Он умолк, отпил вина и отправил в рот оливку. Лев тоже поднес к губам кубок, искоса разглядывая Иоанна. Грамматик выглядел не просто спокойно, а как-то умиротворенно; всё такой же худой, немного бледный, но не болезненно, почти совсем седой, в поношенном хитоне и старой мантии; те же изящные точные движения, та же неуловимая улыбка. Однако Лев мог отметить и перемену: в глазах «великого софиста» больше не было заметно металлического блеска и той жесткости, которые нередко проглядывали в них раньше, когда Грамматик говорил о людях, к которым не испытывал добрых чувств.

– Да, – наконец, сказал Лев с улыбкой, – ты похож на придворного философа на покое!

– Я, в общем, он и есть, – улыбнулся в ответ Иоанн. – Так уж вышло, что немалая часть моей жизни прошла при дворе. Впрочем, благодарение Богу, государи, которых мне довелось близко знать, были далеко не худшими представителями человеческого рода и, думаю, вполне достойно носили пурпур.

– Особенно государь Феофил!

– О, да! И в том, что он был именно таким, есть и моя скромная заслуга.

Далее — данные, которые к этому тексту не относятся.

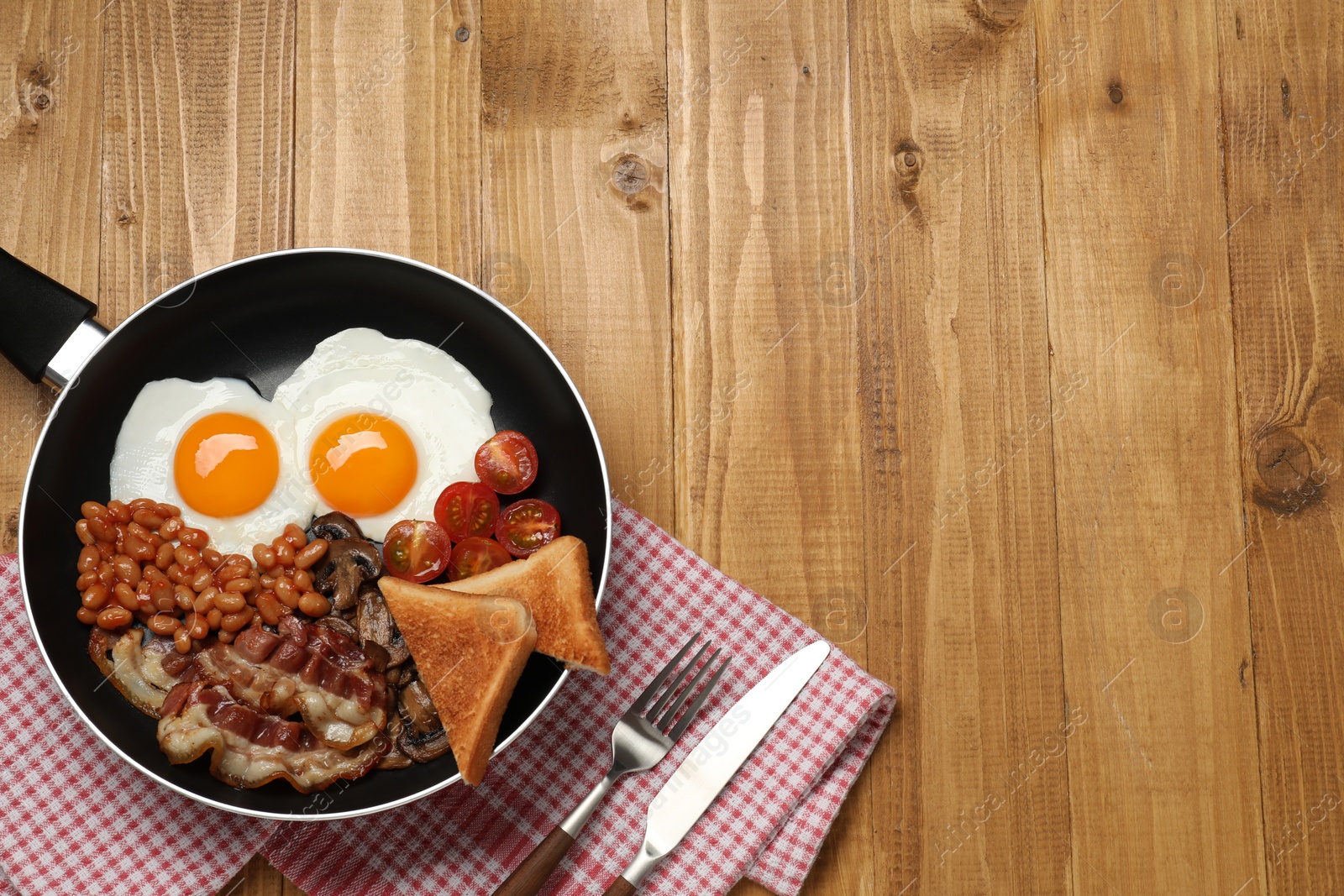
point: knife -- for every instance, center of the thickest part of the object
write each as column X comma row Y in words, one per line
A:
column 716, row 759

– Думаю, твоя заслуга тут наибольшая, не скромничай! Правда, иногда мне приходит мысль... Тебе никогда не было обидно из-за его предсмертного обращения? Ведь в конце концов, можно сказать, ты был побежден, да еще женщиной!

– Что ж! Женщины сильнее всех, как сказал Ездра. Побежден? Только частично. Государь ведь не изменил тому образу жизни, которому я научил его: он был императором-философом, таким и остался, а это главное, ведь именно этому я учил его прежде всего. А что до перемены веры, то здесь нет ничего странного. Победа приходит там, где больше любовь. Неудивительно, что любовь между мужчиной и женщиной оказалась сильнее, чем между учителем и учеником, если это та любовь, которую Платон называл притяжением половин целого.

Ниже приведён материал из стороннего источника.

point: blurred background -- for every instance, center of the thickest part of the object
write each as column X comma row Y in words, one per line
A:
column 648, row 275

– Значит, по-твоему, здесь дело только в женщине, а не в Истине? – спросил Лев, пристально глядя на Грамматика. – А как же быть с этим? – он указал взглядом на икону на стене.

– Это всего лишь произведение художественного искусства, – ответил бывший патриарх с еле заметной улыбкой.

– Остаться неразгаданным до конца! – сказал Математик с некоторой грустью.

– Нет, не то, – Иоанн чуть помолчал. – Полностью открыться другому человеку возможно, и это бывает прекрасно, но я считаю, что такой опыт можно позволить себе лишь один раз в жизни. У меня этот один раз уже был.

– Может, и так, но ведь чистота подобного опыта зависит от того, когда именно он проводится: есть же разница, открываешься ты другому в юности или уже в зрелом возрасте, когда познал жизнь!

– Разумеется. И мой опыт в этом отношении был предельно чист: мне было тогда уже сорок два, а ты ведь должен помнить, что сказано у Марка Аврелия о сорокалетней границе.

По еле уловимым ноткам в голосе Грамматика Лев понял, что дальше лучше не расспрашивать: ответа всё равно не будет. Он переменил тему, заговорил о своих лекциях, об учениках, о протоасикрите и его ученом кружке. Иоанн слушал с интересом; до него доходили вести о Фотии и его научных занятиях.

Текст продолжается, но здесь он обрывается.